Ricardo G. Federico In The News
Ontario judge wore Trump hat to be ‘humorous,’ court hears
A judge who wore a Donald Trump campaign hat into court on the morning after the U.S. election says he is not the horrible person portrayed in the record 81 complaints to a judicial disciplinary body.
“The man depicted in those complaints is not me,” a calm, composed Justice Bernd Zabel of the Ontario Court in Hamilton told a four-member panel set up by the Ontario Judicial Council. “I’m not a racist, I’m not a bigot. I’m not a misogynist.” He said he had only wanted to “lighten things up with the hat that looked ridiculous on me,” and was shocked by the complaints, which he described as “heard around the world,” and the most unexpected event of his life.
“What I learned was something I thought was humorous can be interpreted in a much different way.”
The 69-year-old judge, who has 27 years on the bench, agreed with the complainants that he committed misconduct by violating the judicial code requiring impartiality when he briefly wore the hat in court. The question now for the judicial council is whether he deserves a warning, or a suspension, or even a recommendation to Ontario Attorney-General Yasir Naqvi that he be removed. It is believed to be the first case of a Canadian judge whose job is at stake over alleged partisanship.
The panel, which includes two judges, a lawyer and a community member, reserved its decision.
A key issue will be the panel’s interpretation of a comment Justice Zabel made at the end of the court day, which by the description of his lawyer, Ricardo Federico, he did not expect would be picked up on the court’s audio equipment.

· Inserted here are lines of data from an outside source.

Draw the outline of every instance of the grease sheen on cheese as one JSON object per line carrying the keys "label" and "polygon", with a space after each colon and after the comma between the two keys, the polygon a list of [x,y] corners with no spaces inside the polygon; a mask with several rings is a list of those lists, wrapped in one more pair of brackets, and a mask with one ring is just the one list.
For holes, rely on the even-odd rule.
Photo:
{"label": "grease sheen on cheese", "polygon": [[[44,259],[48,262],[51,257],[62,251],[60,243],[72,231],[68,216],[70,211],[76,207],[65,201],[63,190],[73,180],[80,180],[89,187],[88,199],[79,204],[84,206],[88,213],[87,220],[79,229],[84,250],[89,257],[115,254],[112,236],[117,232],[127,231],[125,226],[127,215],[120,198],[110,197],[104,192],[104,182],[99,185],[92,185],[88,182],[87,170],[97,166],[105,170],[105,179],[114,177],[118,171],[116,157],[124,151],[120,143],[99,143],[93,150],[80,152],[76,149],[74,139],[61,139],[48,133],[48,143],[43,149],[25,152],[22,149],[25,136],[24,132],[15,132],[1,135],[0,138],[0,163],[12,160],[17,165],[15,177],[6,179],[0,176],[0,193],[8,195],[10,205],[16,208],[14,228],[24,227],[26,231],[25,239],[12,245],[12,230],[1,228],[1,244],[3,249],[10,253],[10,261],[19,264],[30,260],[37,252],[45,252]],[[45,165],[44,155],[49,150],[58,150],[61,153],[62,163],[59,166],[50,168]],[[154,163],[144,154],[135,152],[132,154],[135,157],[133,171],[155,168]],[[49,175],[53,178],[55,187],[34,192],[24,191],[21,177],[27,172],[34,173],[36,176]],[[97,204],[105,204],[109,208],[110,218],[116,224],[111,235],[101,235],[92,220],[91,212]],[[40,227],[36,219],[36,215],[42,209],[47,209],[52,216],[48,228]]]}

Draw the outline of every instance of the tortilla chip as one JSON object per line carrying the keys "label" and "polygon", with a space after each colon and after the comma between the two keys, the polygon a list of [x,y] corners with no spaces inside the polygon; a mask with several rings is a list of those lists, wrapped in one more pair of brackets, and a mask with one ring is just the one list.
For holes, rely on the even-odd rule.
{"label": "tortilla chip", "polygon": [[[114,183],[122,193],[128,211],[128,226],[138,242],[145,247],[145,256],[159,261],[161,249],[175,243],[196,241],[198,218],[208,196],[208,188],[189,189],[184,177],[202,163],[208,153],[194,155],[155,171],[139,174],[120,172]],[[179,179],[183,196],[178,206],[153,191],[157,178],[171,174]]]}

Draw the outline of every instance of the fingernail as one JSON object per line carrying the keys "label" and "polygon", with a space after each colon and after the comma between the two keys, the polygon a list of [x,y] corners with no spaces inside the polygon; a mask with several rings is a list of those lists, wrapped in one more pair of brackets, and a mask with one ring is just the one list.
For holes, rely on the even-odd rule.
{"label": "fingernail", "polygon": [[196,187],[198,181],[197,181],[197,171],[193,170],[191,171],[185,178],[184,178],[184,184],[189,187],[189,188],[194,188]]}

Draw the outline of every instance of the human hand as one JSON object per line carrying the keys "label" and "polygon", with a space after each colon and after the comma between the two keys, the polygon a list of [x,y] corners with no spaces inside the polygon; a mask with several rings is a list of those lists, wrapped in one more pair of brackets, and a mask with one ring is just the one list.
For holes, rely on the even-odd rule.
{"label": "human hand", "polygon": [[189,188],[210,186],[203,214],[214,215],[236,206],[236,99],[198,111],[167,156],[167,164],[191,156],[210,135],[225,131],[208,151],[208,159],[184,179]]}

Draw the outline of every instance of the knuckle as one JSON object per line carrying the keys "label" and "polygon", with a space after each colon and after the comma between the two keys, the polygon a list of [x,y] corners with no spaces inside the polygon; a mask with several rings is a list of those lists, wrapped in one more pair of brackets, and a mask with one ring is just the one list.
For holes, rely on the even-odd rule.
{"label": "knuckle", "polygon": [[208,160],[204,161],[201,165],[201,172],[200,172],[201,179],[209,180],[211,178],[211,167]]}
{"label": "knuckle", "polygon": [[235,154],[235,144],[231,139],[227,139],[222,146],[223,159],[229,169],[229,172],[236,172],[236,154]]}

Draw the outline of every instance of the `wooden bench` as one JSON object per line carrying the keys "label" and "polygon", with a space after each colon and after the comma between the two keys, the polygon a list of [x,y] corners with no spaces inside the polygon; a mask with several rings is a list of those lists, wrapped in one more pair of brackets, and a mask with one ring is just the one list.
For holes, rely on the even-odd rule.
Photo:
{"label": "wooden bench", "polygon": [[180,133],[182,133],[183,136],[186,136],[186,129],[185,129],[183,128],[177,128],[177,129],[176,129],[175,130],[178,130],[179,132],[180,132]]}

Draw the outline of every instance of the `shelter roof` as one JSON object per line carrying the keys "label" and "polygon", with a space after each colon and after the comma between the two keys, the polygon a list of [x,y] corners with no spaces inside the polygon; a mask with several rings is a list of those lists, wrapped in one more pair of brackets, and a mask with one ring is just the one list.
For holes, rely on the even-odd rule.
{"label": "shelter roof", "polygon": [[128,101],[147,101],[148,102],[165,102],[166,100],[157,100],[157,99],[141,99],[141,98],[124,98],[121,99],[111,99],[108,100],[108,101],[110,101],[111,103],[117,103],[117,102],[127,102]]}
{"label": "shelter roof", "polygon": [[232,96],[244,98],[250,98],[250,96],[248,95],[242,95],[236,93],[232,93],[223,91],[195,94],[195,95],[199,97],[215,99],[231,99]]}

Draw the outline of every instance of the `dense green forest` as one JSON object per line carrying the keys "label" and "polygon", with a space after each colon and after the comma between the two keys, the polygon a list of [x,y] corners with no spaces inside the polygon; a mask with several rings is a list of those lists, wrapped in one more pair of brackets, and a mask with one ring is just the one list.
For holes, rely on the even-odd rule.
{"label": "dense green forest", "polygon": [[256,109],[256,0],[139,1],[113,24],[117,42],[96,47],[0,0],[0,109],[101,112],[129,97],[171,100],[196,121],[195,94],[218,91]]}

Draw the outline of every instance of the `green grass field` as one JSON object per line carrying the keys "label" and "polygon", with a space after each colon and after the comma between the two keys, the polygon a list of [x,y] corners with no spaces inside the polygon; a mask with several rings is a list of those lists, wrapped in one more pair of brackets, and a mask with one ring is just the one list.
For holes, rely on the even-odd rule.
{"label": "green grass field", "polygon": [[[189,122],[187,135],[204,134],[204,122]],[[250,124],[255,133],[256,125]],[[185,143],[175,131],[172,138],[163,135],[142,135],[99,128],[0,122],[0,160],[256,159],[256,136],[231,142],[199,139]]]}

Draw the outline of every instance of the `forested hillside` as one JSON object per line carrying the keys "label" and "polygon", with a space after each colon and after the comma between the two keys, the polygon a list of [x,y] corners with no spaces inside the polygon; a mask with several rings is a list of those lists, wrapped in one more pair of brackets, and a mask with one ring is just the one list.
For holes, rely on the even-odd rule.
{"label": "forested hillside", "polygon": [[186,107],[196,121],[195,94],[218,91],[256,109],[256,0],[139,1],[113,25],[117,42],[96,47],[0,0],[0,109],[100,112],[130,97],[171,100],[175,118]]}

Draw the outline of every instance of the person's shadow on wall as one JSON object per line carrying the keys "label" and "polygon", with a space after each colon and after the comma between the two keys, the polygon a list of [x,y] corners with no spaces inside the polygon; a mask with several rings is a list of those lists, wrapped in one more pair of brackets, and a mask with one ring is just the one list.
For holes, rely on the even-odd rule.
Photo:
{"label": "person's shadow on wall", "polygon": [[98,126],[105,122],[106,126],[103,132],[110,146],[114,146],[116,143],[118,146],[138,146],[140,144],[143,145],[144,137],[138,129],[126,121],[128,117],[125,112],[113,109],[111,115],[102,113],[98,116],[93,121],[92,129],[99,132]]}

In response to a prosecutor’s comment about the hat, he said that other judges in the courthouse were “pissed off” Hillary Clinton lost the U.S. election, and that he was the only Trump supporter. At the disciplinary hearing, he explained he had been “gloating” to his colleagues over having predicted a Trump victory, and was not expressing true support for Mr. Trump.

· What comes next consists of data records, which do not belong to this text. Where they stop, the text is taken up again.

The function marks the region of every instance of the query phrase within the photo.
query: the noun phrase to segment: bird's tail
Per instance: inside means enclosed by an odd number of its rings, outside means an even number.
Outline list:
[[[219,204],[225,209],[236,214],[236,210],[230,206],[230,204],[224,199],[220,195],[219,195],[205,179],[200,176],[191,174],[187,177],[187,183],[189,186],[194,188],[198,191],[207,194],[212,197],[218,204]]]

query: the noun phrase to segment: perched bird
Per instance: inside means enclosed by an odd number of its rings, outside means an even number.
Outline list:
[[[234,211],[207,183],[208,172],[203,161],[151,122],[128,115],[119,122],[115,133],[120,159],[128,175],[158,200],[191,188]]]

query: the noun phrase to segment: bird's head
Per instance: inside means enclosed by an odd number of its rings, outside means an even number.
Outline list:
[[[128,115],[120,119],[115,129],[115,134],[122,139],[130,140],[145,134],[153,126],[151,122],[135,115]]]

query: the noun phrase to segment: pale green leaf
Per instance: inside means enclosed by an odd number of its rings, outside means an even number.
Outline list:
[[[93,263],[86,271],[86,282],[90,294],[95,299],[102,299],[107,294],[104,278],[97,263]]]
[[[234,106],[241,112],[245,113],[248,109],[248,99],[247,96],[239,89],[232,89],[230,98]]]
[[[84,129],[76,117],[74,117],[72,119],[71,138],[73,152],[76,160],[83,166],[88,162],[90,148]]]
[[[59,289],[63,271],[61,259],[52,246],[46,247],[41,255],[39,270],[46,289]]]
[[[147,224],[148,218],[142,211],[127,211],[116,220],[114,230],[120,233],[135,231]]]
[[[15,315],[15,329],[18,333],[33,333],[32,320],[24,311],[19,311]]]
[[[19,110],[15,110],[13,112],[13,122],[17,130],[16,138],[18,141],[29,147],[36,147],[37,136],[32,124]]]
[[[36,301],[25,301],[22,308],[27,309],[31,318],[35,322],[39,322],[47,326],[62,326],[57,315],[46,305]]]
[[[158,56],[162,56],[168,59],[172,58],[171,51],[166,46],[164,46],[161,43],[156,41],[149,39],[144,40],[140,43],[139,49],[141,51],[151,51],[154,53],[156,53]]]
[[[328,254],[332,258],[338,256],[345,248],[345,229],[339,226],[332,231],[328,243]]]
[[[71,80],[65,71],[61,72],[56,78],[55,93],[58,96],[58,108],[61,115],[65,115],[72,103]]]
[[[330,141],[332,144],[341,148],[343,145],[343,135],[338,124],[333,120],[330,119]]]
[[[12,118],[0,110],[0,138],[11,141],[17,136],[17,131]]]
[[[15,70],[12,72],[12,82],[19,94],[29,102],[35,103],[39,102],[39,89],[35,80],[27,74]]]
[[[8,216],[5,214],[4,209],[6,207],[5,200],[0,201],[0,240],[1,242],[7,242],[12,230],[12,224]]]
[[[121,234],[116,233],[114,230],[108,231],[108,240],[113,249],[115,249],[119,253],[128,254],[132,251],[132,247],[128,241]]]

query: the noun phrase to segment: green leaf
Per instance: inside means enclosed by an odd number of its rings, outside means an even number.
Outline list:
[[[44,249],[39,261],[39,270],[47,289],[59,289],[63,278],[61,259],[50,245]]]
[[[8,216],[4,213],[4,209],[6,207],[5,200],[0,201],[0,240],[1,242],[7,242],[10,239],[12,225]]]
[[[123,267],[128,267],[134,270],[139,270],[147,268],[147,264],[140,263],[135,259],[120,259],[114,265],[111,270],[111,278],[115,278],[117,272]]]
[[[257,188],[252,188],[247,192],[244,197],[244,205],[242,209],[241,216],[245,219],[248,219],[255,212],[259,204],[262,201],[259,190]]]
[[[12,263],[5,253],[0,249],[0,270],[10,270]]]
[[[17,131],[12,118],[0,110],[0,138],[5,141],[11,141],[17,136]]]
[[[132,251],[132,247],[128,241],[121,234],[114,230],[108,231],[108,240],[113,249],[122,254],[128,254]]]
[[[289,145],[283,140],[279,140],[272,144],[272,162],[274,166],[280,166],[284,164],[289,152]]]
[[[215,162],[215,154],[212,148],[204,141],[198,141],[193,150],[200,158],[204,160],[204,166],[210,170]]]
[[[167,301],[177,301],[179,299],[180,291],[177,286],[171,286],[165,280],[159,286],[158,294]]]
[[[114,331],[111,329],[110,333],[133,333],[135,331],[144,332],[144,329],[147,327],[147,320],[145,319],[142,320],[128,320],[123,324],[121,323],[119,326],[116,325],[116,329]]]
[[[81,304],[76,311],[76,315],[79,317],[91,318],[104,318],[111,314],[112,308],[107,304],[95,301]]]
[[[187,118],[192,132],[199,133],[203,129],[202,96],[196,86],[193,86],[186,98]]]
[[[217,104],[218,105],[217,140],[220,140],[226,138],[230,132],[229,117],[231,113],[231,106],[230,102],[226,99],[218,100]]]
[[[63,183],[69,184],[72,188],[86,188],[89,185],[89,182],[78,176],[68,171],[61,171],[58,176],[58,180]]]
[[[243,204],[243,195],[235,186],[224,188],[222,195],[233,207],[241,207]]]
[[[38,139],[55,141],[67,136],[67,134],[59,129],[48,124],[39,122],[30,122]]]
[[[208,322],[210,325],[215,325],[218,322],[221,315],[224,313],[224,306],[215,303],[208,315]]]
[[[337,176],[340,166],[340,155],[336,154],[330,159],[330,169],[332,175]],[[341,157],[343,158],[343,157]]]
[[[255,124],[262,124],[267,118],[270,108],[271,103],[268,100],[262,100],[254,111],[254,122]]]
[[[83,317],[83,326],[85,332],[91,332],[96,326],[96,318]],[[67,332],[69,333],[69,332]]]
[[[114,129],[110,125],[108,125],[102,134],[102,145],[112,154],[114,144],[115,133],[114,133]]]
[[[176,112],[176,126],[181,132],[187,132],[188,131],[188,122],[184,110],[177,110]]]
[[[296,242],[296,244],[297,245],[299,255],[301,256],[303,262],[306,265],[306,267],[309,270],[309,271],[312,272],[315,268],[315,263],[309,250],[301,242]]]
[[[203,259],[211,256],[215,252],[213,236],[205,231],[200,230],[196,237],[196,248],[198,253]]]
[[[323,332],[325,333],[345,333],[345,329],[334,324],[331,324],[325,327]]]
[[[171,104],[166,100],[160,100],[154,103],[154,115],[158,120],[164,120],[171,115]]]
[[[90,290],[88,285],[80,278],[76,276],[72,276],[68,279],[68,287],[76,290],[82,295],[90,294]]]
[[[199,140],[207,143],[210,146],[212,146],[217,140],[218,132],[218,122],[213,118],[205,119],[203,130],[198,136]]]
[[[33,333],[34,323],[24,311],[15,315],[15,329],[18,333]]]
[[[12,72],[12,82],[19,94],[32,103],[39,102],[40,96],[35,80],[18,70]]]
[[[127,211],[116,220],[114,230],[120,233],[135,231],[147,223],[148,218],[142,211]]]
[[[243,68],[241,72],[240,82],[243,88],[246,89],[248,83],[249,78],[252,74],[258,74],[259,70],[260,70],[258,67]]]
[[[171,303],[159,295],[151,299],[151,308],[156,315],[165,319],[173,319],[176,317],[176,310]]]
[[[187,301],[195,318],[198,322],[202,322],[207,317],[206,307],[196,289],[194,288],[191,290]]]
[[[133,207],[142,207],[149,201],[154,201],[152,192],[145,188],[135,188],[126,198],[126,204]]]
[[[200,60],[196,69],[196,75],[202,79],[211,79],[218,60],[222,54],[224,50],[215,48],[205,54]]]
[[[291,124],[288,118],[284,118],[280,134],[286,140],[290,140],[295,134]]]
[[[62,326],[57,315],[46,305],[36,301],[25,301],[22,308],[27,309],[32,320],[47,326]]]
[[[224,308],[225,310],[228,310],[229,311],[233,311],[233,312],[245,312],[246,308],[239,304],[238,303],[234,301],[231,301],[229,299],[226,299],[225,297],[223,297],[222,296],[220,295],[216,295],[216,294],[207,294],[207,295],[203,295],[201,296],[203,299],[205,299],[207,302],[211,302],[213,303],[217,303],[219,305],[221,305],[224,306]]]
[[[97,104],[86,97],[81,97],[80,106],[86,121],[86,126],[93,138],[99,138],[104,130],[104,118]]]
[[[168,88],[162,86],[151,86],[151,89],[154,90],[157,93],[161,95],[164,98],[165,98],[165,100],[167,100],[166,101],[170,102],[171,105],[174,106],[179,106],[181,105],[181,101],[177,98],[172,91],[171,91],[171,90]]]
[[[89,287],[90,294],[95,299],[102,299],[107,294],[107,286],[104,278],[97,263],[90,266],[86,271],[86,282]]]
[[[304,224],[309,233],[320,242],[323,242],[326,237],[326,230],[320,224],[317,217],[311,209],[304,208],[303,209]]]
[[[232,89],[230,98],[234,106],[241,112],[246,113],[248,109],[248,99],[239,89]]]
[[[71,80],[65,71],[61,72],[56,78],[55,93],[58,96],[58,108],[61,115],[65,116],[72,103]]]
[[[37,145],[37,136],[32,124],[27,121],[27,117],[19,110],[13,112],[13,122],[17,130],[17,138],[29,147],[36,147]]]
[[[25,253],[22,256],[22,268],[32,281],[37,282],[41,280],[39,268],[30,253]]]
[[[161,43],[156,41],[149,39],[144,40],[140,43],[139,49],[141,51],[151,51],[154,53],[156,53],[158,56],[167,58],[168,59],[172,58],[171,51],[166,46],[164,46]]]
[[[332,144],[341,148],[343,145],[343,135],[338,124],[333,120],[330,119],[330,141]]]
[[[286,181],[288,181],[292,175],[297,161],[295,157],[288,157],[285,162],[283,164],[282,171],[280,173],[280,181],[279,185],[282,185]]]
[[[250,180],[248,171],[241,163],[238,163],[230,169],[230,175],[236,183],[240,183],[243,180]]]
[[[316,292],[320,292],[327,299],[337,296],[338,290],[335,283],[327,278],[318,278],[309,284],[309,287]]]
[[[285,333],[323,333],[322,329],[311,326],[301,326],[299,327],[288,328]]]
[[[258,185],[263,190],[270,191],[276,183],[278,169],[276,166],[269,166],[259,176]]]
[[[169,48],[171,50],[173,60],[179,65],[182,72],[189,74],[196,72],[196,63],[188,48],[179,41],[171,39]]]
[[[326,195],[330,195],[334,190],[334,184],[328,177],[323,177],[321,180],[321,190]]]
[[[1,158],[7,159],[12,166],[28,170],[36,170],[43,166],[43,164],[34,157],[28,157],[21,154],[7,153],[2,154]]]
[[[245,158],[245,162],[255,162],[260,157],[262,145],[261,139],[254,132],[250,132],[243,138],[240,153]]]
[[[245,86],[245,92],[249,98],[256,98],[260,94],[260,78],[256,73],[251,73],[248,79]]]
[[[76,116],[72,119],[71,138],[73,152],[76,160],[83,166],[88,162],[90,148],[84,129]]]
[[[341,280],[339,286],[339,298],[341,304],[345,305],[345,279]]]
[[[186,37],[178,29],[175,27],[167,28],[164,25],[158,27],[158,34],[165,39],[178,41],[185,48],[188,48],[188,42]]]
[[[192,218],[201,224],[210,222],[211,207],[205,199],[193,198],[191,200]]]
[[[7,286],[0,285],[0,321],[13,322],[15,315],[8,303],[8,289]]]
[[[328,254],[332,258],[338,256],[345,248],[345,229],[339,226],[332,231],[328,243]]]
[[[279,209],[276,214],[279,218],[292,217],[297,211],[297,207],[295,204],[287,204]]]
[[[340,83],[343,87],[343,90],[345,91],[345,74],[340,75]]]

Linda Rothstein, a lawyer presenting the case against him, challenged Justice Zabel’s interpretation, saying that “he has made a career making sure words matter.” Those words “celebrated” Mr. Trump’s election victory, she said.
She accused the judge of withholding information about the comment, which had not been included in initial news coverage of his conduct that day, when he made a public apology on Nov. 15, and when he made a statement to the Ontario Judicial Council in January. This failure to be upfront aggravated his offence, she said.
“His statement minimized his conduct.” She said the Supreme Court of Canada has described judges as the “pillar” of the justice system, and said they must embody the values protected by the Canadian Charter of Rights and Freedoms.
Another issue is whether wearing the Trump hat was a more serious offence than it would have been to wear a hat of a different political stripe. Ms. Rothstein said it was. She said he had associated himself with a politician who has expressed racist and misogynist views.
“Many if not most Ontarians would view Trump as inconsistent with Canadian values.”